Ground water and grazing

Another concern for wildlife and livestock both is ground water, or lack thereof, as streams dry up, river and lake levels drop and springs run lower than usual, according to Steve Harmon, Bridger-Teton National Forest natural resources specialist in the Big Piney (BP) Ranger District.

He’s seen drought affect the forest since 1998, he said.

“Stream water is not holding up,” he said of BP grazing allotments. “We’re even looking at moving our horses out of our Forest Service administration pastures (in Bondurant). The water there from a natural spring is drying up.”

Many of the smaller creeks are gone, dried up, he said. “There just wasn’t any run-off coming off ... there just wasn’t much up (snow) there to come off.”

His office sent a “heads-up letter” to BP grazing permittees this spring warning of “a possible bad drought” and suggesting ranchers reduce cattle numbers, run shorter seasons or “look for other opportunities” for summer grass, Harmon said.

“We had a lot of permittees reduce their numbers voluntarily based on what we were telling them and what they were seeing,” he said. “People around here know what’s going on.”

Permittees turned out on schedule in June and are rotating through pastures more quickly than usual to avoid overgrazing dying grass, he said. They will probably need to come off the forest up to a month early, in September instead of October, Harmon said.

Rain won’t help anything now, he added.

“Once the grass toasts off it ain’t going to do any good,” Harmon said. “It’s too late, too late at this point.”

Ranch foreman Endecott runs cattle on BP allotments and said that he and fellow permittees in Bondurant are moving cattle through pastures more often – sometimes daily - much more quickly than in past years.

“We have to move the cattle earlier than normal,” he said. “The mountains are pretty good but water is going to be pretty tough to find. The springs and little ponds we normally have, we don’t have an abundance of this year.”

Bousman, who with his neighbors just turned their cattle out last week on the Silver Creek allotment in the Jackson/Pinedale Ranger District, said that he believes their grazing will hold up fairly well.

“We’re way under on our numbers and the feed’s good up there right now,” he said. “If it gets too dry, our cow will just come home anyway. They’re in for a surprise – they usually graze off our hayed meadows.”

Drought data

The likelihood of western Wyoming coming out of the current drought by August is slim to none, according to estimates from the National Climate Data Center (NCDC).

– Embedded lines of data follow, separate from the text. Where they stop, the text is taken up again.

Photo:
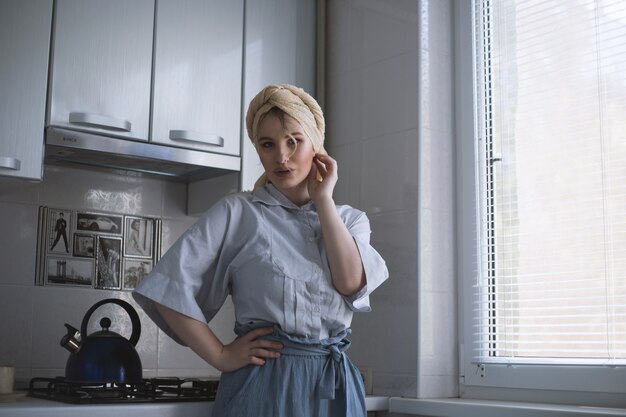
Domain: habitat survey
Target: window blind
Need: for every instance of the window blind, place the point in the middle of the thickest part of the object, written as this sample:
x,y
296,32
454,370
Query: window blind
x,y
551,166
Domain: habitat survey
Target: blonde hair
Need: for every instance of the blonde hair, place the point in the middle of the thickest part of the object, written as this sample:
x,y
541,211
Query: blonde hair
x,y
296,103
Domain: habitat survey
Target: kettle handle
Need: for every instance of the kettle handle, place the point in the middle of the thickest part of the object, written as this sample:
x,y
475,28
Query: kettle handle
x,y
134,318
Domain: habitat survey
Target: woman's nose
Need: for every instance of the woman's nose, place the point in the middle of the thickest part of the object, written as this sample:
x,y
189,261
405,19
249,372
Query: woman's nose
x,y
282,154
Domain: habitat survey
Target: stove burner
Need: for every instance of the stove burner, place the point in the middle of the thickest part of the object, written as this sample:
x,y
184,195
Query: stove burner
x,y
148,390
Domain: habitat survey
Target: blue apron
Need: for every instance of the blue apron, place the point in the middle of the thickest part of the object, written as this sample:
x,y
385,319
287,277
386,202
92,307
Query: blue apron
x,y
310,379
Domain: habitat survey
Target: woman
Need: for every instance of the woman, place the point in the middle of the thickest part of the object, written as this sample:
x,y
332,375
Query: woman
x,y
295,264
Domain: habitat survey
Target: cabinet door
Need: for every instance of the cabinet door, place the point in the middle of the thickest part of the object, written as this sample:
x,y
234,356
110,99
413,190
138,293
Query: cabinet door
x,y
197,74
102,66
24,48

Wyoming State Climatologist Steve Gray said that predictions like these are not very relevant.

“When you get down into numbers like that, actually the digits don’t mean much,” Gray said. “You just don’t have a reasonable chance.”

In June, NCDC posted numbers that put the severity of our local and regional drought into perspective.

“The probability that the drought will end in two months” (August): a miniscule zero to 1.5 percent. The percentage of normal precipitation required to end the drought in August: from 200 to 2,853 percent.

The precipitation required to “end current conditions in two months” (by August) for this part of the state translates to 6.01 to 9 inches of rain, with other parts of the state looking at a need for 9.01 to 12 inches in the northeast and south corners and 3.01 to 6 inches in the Yellowstone/Park County area.

“Six to nine inches of rain for parts of western Wyoming is as much as you expect in nine months to a year,” Gray said. “It’s way behind that.”